The Lucy from “Oh William!” didn’t evolve beyond his lonely childhood – most of us don’t. On a trip to Maine to help William find his long-lost half-sister, she looks out the window and admires the wide open road, the bush of trees. She feels the veil of a familiar void – and panics. “Oh, I wish I hadn’t come! ” she thinks. “I’m afraid of things that are unfamiliar.” William’s response is “cold to [her] ears ”and it spins further. “Oh, panic! If you haven’t been there, you can’t know.

Their marriage-friendship is marked by ambivalence, mutability. “Sometimes in our marriage, I hated it”, remarks Lucy. “I saw, with a sort of dull terror disk in my chest, that with his pleasant distance, his gentle expressions, he was not available.” But now they often chat, meet at a local restaurant for breakfasts, confide. Lucy calls William first when her second husband passes away: “Oh William, help me.”

There is a built-in tie binding certain relationships, Strout suggests, such as the “invisible threads” Virginia Woolf woven across London to keep her characters connected in “Mrs. Dallas. The best moments of the novel are the sudden blows that Lucy feels when her son with William twangs that sharp blow of dissociation that we feel when we realize that to be human is to be alone.

Strout does very little here again, and that’s a notion to be celebrated. I hate to write that she tells “little” stories, because women’s criticism of fiction is filled with such contemptuous implications: It’s adorable of women to write these delicate little tales about domesticity and unhappiness – tap tap on the head. But smallness is Strout’s strength. His stories don’t have to be grandiose because much of the human experience isn’t; it is experienced at the level of everyday life, conversational, gestural. There is enough wonder in the silence between two people to fill books even longer than these.

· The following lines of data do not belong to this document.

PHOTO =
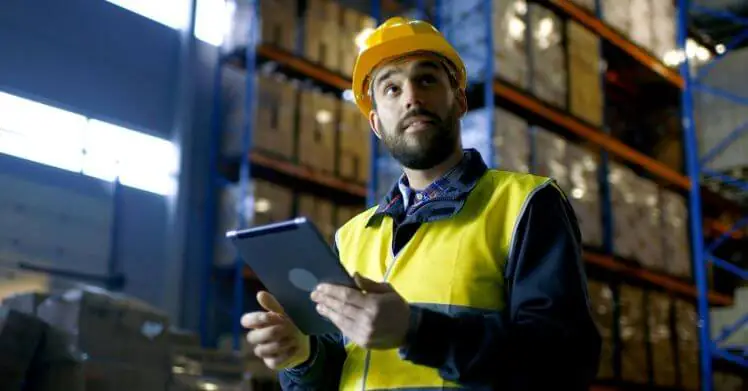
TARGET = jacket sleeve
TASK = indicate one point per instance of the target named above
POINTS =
(546, 338)
(323, 369)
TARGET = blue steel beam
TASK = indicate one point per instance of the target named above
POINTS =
(694, 201)
(727, 331)
(701, 87)
(727, 235)
(729, 266)
(722, 145)
(244, 171)
(720, 14)
(735, 41)
(728, 180)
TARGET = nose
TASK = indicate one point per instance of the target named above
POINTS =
(412, 96)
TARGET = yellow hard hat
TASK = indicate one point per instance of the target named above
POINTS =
(397, 37)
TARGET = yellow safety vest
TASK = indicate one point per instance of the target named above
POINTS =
(451, 265)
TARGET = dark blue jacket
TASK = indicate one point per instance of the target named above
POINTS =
(546, 337)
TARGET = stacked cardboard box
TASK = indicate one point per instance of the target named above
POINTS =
(617, 15)
(633, 337)
(317, 130)
(264, 203)
(273, 127)
(549, 76)
(660, 336)
(636, 217)
(674, 235)
(686, 320)
(126, 342)
(322, 33)
(320, 211)
(353, 24)
(511, 142)
(510, 45)
(640, 15)
(354, 153)
(663, 27)
(601, 302)
(278, 24)
(585, 95)
(575, 169)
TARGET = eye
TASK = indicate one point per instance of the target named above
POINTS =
(391, 89)
(427, 80)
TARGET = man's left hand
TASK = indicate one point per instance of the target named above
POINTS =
(375, 317)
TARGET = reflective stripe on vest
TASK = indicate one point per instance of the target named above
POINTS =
(450, 265)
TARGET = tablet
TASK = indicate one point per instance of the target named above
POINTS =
(290, 258)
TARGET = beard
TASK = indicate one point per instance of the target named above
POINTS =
(427, 148)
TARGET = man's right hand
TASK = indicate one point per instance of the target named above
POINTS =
(273, 337)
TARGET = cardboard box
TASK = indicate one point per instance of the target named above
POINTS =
(633, 337)
(676, 247)
(660, 336)
(510, 44)
(511, 142)
(686, 319)
(278, 24)
(320, 211)
(92, 316)
(322, 33)
(585, 95)
(617, 15)
(601, 302)
(549, 76)
(355, 135)
(640, 16)
(273, 126)
(318, 128)
(353, 24)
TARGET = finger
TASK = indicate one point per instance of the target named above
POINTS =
(343, 321)
(268, 334)
(268, 302)
(339, 293)
(372, 286)
(274, 349)
(259, 319)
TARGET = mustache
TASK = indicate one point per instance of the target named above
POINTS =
(419, 112)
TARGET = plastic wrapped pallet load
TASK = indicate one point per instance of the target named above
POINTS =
(633, 337)
(660, 336)
(601, 302)
(549, 76)
(686, 320)
(674, 234)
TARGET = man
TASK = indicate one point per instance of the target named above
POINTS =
(469, 277)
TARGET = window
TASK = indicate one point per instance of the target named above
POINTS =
(213, 18)
(58, 138)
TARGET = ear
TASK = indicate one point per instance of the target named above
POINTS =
(374, 124)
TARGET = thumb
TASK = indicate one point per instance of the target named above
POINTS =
(372, 286)
(269, 303)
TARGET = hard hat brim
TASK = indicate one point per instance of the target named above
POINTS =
(377, 55)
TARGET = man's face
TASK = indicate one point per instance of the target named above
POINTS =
(417, 111)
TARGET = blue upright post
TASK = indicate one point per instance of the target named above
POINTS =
(244, 172)
(488, 80)
(373, 185)
(694, 173)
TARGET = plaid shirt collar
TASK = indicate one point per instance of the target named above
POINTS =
(452, 188)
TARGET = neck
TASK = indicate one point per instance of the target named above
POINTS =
(420, 179)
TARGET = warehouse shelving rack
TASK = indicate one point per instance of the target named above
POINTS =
(495, 92)
(710, 348)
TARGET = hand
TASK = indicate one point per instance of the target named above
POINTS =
(274, 338)
(377, 318)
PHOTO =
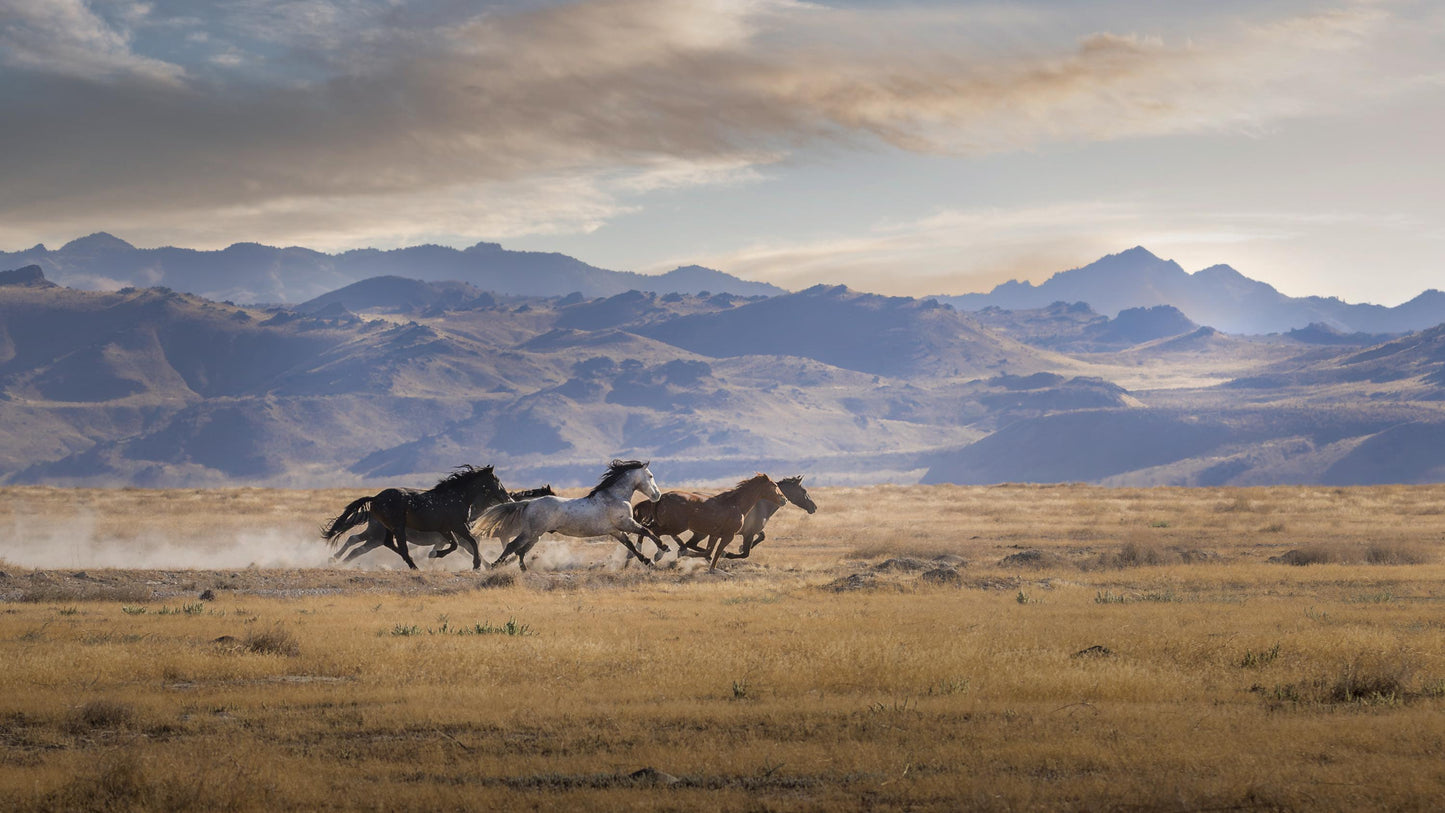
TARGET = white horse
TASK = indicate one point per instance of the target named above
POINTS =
(604, 511)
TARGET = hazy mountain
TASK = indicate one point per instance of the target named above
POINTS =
(399, 295)
(1077, 328)
(393, 381)
(887, 335)
(249, 272)
(1217, 296)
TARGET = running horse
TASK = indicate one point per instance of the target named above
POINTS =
(604, 511)
(753, 523)
(374, 533)
(447, 507)
(718, 517)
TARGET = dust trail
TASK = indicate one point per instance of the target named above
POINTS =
(74, 542)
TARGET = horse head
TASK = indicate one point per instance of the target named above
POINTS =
(648, 485)
(792, 488)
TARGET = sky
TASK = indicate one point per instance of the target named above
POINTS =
(905, 148)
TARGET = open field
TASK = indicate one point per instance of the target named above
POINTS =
(921, 647)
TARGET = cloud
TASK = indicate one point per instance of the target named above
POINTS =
(65, 38)
(392, 122)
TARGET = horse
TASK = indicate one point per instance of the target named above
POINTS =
(442, 545)
(718, 517)
(604, 511)
(753, 522)
(792, 488)
(447, 507)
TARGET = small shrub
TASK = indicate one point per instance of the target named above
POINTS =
(101, 715)
(1396, 553)
(1256, 660)
(275, 641)
(1367, 680)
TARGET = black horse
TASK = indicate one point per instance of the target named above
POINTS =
(447, 507)
(442, 543)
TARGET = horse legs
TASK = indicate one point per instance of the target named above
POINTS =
(471, 543)
(438, 552)
(402, 548)
(692, 543)
(717, 550)
(749, 542)
(509, 549)
(351, 540)
(633, 526)
(627, 543)
(360, 549)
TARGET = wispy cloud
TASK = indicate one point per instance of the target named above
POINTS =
(413, 123)
(65, 38)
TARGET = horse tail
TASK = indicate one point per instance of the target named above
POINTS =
(354, 514)
(502, 520)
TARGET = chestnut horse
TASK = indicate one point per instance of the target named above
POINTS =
(717, 517)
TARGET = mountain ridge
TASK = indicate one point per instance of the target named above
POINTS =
(1218, 296)
(256, 273)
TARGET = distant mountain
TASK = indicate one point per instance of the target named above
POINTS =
(395, 381)
(1077, 328)
(398, 295)
(1217, 296)
(887, 335)
(253, 273)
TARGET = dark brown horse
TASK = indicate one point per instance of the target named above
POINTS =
(374, 533)
(717, 517)
(448, 507)
(753, 523)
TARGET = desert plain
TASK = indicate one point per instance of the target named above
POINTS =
(1012, 647)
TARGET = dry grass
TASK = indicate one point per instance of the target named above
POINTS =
(1150, 657)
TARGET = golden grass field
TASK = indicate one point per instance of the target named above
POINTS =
(903, 649)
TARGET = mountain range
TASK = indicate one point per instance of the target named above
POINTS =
(395, 380)
(1217, 296)
(253, 273)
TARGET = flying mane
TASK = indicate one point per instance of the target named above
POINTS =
(460, 477)
(614, 472)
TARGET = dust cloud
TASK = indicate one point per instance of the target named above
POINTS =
(75, 543)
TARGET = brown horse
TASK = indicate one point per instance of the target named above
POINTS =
(717, 517)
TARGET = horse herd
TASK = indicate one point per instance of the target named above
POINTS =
(444, 516)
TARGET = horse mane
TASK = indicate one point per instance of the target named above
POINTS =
(463, 475)
(743, 483)
(616, 471)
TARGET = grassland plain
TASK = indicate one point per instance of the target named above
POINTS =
(906, 647)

Which isn’t to say that Strout doesn’t have a cosmic point of view. His novels are universal, although they are neither big, nor broad, nor captivating, like the overabundance of literary fiction which must announce its own importance via the number of pages or the spread of the characters. Read “Oh William! For his suggestions on how the economy of our childhood never leaves us. (In the first novel, Lucy is blown away by an artist who can afford Bloomingdale shirts; in this novel, she eats lunch there regularly but never forgets what she was before.) Read it for the revelations. Strout’s cautious about the sandblasting of rural America after World War II.

Oh! And read it for the hearty exclamation points. They are the only ones in modern fiction that I can stand.

Kelly’s work has been featured in New York Magazine, Vogue, the New York Times Book Review, and elsewhere.